25
\$\begingroup\$

Not a duplicate of the valid move challenge because that asks for specific pieces.

Backstory

The other night I was doing a little trolling with ChatGPT and chess. I was trying to get it to call me out for making illegal moves, as a lot of the time, you can feed it whatever nonsense you want. While doing so, I wondered if it didn't recognise invalid moves because they were technically valid under some board arrangement. I then thought I'd make a code golf challenge.

The Challenge

Given a start and end square on an 8x8 chess board, determine whether the move is possible on any legal chess board.

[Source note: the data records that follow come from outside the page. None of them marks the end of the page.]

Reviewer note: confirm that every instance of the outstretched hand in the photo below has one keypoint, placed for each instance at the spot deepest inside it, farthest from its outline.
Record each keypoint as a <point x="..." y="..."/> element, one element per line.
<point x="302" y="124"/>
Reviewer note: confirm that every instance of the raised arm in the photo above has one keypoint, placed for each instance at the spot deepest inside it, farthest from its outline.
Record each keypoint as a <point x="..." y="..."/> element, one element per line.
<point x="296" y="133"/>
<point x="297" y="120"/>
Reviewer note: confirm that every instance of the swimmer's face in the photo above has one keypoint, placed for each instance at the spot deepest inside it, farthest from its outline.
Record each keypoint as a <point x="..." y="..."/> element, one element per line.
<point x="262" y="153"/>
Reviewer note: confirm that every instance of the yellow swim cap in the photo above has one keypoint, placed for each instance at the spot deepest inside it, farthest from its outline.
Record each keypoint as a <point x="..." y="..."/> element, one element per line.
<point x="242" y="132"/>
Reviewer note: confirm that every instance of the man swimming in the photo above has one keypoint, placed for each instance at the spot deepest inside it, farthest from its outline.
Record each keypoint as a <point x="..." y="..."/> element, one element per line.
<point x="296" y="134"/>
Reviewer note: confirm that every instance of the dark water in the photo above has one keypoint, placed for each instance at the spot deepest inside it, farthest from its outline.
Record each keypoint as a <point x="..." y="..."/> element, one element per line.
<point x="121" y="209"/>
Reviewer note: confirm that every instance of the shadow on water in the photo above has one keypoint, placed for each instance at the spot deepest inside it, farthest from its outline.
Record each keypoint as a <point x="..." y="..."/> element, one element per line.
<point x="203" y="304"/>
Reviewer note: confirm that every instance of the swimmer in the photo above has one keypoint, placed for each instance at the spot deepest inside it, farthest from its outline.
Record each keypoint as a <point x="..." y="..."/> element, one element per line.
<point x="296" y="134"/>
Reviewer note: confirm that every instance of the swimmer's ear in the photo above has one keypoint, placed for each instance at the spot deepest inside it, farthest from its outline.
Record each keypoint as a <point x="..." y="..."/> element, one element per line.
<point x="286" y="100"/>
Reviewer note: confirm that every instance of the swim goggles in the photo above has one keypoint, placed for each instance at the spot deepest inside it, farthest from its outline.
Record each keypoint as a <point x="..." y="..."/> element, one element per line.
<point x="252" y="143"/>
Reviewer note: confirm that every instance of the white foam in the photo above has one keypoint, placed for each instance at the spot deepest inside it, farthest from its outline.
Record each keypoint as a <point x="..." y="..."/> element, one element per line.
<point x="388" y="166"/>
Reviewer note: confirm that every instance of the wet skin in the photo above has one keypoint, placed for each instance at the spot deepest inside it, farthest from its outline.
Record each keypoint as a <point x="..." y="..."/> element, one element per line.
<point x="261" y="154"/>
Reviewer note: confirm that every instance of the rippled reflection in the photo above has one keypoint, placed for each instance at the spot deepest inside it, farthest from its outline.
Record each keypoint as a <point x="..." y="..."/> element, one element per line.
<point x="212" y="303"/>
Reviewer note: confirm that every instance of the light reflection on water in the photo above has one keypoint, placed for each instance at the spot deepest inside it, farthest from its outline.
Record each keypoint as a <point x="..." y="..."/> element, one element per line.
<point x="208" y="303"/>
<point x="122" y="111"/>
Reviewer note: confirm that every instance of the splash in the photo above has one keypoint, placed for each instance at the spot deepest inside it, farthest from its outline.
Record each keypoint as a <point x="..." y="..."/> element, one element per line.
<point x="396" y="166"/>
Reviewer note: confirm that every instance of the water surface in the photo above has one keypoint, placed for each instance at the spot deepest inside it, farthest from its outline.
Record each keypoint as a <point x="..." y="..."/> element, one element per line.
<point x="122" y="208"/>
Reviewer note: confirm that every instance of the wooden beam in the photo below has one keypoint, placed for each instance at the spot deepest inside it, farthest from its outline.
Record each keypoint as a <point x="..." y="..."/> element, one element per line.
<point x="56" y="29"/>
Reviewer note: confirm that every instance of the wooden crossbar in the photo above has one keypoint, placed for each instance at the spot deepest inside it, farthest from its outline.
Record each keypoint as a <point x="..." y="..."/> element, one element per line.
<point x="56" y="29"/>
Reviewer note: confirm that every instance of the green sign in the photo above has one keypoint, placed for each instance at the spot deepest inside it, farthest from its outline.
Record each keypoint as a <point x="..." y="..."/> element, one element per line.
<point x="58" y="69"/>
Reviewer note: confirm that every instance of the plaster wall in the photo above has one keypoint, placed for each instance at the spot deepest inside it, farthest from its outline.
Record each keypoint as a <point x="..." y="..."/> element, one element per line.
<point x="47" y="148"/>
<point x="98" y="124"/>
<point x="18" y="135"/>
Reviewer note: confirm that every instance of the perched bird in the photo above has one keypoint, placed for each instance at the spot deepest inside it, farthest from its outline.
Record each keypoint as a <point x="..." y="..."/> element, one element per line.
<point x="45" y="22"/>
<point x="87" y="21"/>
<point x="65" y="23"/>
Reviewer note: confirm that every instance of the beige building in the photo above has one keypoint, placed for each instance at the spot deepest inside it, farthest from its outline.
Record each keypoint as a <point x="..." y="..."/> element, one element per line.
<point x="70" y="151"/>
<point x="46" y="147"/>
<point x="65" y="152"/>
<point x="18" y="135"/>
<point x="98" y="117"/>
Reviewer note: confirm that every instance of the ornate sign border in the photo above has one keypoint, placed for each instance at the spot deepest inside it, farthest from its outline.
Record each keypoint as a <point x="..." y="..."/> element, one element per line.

Alternatively, can any kind of piece make a move from the start square to the end square.

Chess Pieces

For this challenge, you only need to know how the knight and queen move. King and pawn moves can be considered equivalent to a queen moving a single square. A rook move is a queen move restricted to vertical and horizontal movement. A bishop move is a queen move restricted to diagonal movement. Castling and En Passant (holy hell) aren't relevant either.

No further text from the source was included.